El desgaste y el cansancio en el día, día, demandan la presencia de Dios, porque el cansancio no es solo físico, es también hasta desmayar desde el alma. Cuando estamos cansados nos volvemos más lentos y poco productivos, es aquí donde debemos hacer un alto para permitir que el cuerpo y la vida misma recuperen energías en Dios.

Es muy peligroso cuando nuestra agenda es tan demandante, cuando nuestro hacer es lo que más importa y no atendemos nuestro ser para que reciba la gracia de Dios. Debemos aceptar que nuestra fuerza no es suficiente, que nuestras habilidades no es lo único que necesitamos en la vida para estar bien y lograr nuestros propósitos.
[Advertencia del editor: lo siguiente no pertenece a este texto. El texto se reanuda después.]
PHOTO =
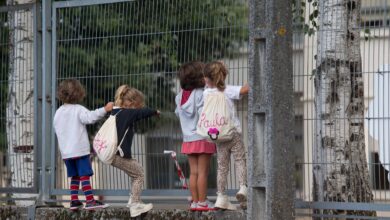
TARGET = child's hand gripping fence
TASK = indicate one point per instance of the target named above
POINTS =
(179, 171)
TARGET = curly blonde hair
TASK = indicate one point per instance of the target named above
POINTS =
(127, 93)
(70, 91)
(216, 71)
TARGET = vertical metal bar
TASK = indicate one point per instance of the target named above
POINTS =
(46, 184)
(37, 95)
(273, 114)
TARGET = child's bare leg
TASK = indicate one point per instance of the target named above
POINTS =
(203, 172)
(135, 171)
(193, 161)
(223, 157)
(238, 151)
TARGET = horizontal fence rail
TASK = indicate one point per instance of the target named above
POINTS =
(143, 43)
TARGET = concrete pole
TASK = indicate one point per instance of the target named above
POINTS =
(271, 114)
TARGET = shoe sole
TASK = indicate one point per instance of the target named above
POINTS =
(243, 205)
(205, 209)
(228, 207)
(241, 197)
(141, 212)
(97, 207)
(75, 208)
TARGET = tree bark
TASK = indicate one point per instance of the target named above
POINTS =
(20, 102)
(340, 166)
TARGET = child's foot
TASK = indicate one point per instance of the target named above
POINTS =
(138, 208)
(223, 202)
(242, 194)
(243, 205)
(75, 205)
(193, 206)
(95, 205)
(205, 206)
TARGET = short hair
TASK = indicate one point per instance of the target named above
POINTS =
(125, 92)
(216, 71)
(191, 75)
(70, 91)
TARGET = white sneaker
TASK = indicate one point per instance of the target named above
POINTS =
(223, 202)
(205, 206)
(138, 208)
(129, 202)
(242, 196)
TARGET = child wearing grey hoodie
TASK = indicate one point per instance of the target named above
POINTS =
(189, 104)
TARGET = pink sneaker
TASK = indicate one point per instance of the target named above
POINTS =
(205, 206)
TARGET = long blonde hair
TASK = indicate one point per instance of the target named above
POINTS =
(216, 72)
(127, 93)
Necesitamos la intervención de Dios, porque a través de Él podemos recibir lo que nuestra vida necesita para vivir y desarrollarnos como seres humanos, y además, para que nuestros roles sean ejercidos exitosamente. Si no los hacemos así, corremos el riesgo de no avanzar más, y  es cuando muchas personas pierden el ánimo en todo; vivimos tiempos en los que muchos  matrimonios ya no se pueden sostener, en donde la relación con los hijos está desgastada, etc.

Como seres humanos podemos hacer muchas cosas para tratar de sentirnos mejor, pero si eso no consiste en buscar la fortaleza de Dios, en humillarnos delante de El para que seamos levantados con su fuerza, todo lo demás que podamos hacer, puede que nos ayude un poco, pero no como realmente lo necesita nuestra vida, porque en esa condición de agotamiento, la intervención de Dios, es desde el alma, porque Él nos vivifica y nos llena de su Espíritu Santo.      
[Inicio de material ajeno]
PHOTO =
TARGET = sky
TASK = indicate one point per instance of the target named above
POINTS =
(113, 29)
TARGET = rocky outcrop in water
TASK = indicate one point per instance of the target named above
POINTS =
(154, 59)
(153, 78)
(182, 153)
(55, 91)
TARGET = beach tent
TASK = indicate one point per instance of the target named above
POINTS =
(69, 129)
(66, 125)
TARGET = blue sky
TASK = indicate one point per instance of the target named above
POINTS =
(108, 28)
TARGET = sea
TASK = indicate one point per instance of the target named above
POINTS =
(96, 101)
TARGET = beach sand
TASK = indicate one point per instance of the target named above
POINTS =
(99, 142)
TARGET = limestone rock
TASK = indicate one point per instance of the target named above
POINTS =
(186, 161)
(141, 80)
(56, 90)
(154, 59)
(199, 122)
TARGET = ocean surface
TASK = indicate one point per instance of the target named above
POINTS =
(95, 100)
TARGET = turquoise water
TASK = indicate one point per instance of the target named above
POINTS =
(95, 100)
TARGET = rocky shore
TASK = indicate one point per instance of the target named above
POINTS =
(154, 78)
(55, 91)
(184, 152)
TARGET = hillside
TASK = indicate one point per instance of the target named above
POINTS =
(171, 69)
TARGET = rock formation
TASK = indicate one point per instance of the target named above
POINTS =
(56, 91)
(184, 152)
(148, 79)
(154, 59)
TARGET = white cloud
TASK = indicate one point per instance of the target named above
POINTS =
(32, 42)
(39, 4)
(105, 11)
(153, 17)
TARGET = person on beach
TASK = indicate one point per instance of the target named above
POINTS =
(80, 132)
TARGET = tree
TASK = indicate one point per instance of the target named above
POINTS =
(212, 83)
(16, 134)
Debemos aceptar nuestras debilidades y flaquezas, por eso todos los días hay que estar en la búsqueda de la presencia de Dios mediante una vida de devoción y consagración, pero también, debemos cuidar de hacer las cosas como Dios lo determina, es decir, la vida debe vivirse bajo la norma de Dios, porque el pecado es la transgresión de la ley de Dios y eso no solamente cansa y fatiga, sino que también provoca la muerte.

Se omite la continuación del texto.